Both withdrawal symptoms and external stressors can contribute to relapse in people that are trying to quit using marijuana. These negative feelings may be more severe in people that also have Major Depressive Disorder, making it especially hard for them to quit. The purpose of this study is to examine differences in withdrawal symptoms and stress response in people with Cannabis Use Disorder that do or do not also have major depression. Study participation will involve 3 on-site laboratory visits over 6 days. Participants will be asked to not use marijuana for 3 of those days. Participants will complete mobile phone surveys multiple times each day, wear a watch to assess sleep quality, and provide blood samples for testing at each laboratory visit. At the final laboratory visit, participants will complete a stress task.

This study is testing cannabidiol (CBD) as a possible medication to treat alcohol use disorder. Youth (ages 16-22) will receive one dose of CBD (600mg) or placebo (i.e., sugar water) before two different MRI sessions (separated by 2 weeks) to see how CBD affects the brain. The full study will last approximately one month.

Participants must provide informed consent and youth under 18 must have parental consent to participate.

Compensation is available to those who qualify.

The purpose of this two-visit brain imaging (magnetic resonance imaging, MRI) study is to identify brain targets for improving treatment and preventative interventions for individuals at risk for co-occurring bipolar disorder and alcohol use disorder. The preliminary visit for a parent and his/her biological child will include completion of clinical interviews, surveys, and labwork to determine study eligibility. If they are considered eligible for the study, brain imaging visits will occur within 1-2 weeks at which a 1-hour MRI will be completed along with additional clinical interviews, surveys, and labwork. Brief follow-up phone call interviews will be completed with participants every 3 months for 1 year. Study participation is confidential and compensated.

This research study evaluates the effects of anFDA-approved medication Gabapentin in individuals with Bipolar Disorder who smoke marijuana. Participants in the study will will be assigned to take either Gabapentin or a matched placebo. Study medication will be taken for 17 days. There will be 5 study visits, with 2 MRI brain imaging scans completed. Questionnaires and clinical interview measures will be completed at study visits along with consistent assessment of potential side effects from study medication.
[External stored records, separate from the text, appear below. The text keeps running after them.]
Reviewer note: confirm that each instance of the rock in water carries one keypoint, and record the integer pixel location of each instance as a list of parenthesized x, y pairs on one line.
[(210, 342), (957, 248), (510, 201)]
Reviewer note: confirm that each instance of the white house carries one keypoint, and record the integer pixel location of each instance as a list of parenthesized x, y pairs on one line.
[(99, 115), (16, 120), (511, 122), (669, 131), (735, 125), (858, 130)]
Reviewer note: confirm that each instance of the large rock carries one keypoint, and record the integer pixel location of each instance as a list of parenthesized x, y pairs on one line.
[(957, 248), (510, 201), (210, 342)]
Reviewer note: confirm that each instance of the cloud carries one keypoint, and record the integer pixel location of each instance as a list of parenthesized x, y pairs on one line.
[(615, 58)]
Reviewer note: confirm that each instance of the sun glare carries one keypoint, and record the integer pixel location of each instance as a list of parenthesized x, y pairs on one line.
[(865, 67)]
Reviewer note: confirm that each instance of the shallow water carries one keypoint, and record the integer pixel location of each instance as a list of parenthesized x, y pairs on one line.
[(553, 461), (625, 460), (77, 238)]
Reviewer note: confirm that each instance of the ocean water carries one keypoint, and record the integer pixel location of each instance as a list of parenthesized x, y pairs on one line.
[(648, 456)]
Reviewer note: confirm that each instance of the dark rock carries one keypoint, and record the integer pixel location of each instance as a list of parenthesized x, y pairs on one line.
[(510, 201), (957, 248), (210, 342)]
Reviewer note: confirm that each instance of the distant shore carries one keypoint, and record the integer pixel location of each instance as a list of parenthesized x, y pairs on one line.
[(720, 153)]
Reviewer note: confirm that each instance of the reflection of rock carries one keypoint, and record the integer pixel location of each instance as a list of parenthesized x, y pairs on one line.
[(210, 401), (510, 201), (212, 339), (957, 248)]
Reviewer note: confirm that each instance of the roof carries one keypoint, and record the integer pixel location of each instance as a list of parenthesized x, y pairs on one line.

Adults (ages 18+) who would like to reduce their cannabis use (N=224) will be enrolled in an 8-week treatment program. All participants will receive counseling (1 goals session with a therapist followed by 7 weekly computerized cognitive-behavioral therapy sessions). Detailed cannabis assessments (biological and self-report) will be conducted throughout treatment and at 1-, 2-, and 3-months post-treatment completion. Daily electronic diaries will be administered via text message to record detailed logs of cannabis use quantity and frequency. Salivary samples will be collected (and video observed) daily throughout treatment to analyze for progesterone.

The study will test a computerized treatment with subjects ages 13-17 years who are interested in seeking treatment for alcohol and/or cannabis use. Follow-up assessments will be conducted at one- and three-months following treatment.

Human subjects are being recruited for the proposed study to participate in usability testing for a virtual reality technology tool to be refined for assessment and prevention of risky sexual and substance use behaviors. Specifically, 15 adolescents, 15 young men, and 15 front line health care providers will participate in qualitative interviews and focus groups. Targeted enrollment is based on estimates from the existing clinical population treated by the local clinics from which participants will be recruited and the candidate's experience conducting clinical studies at these sites.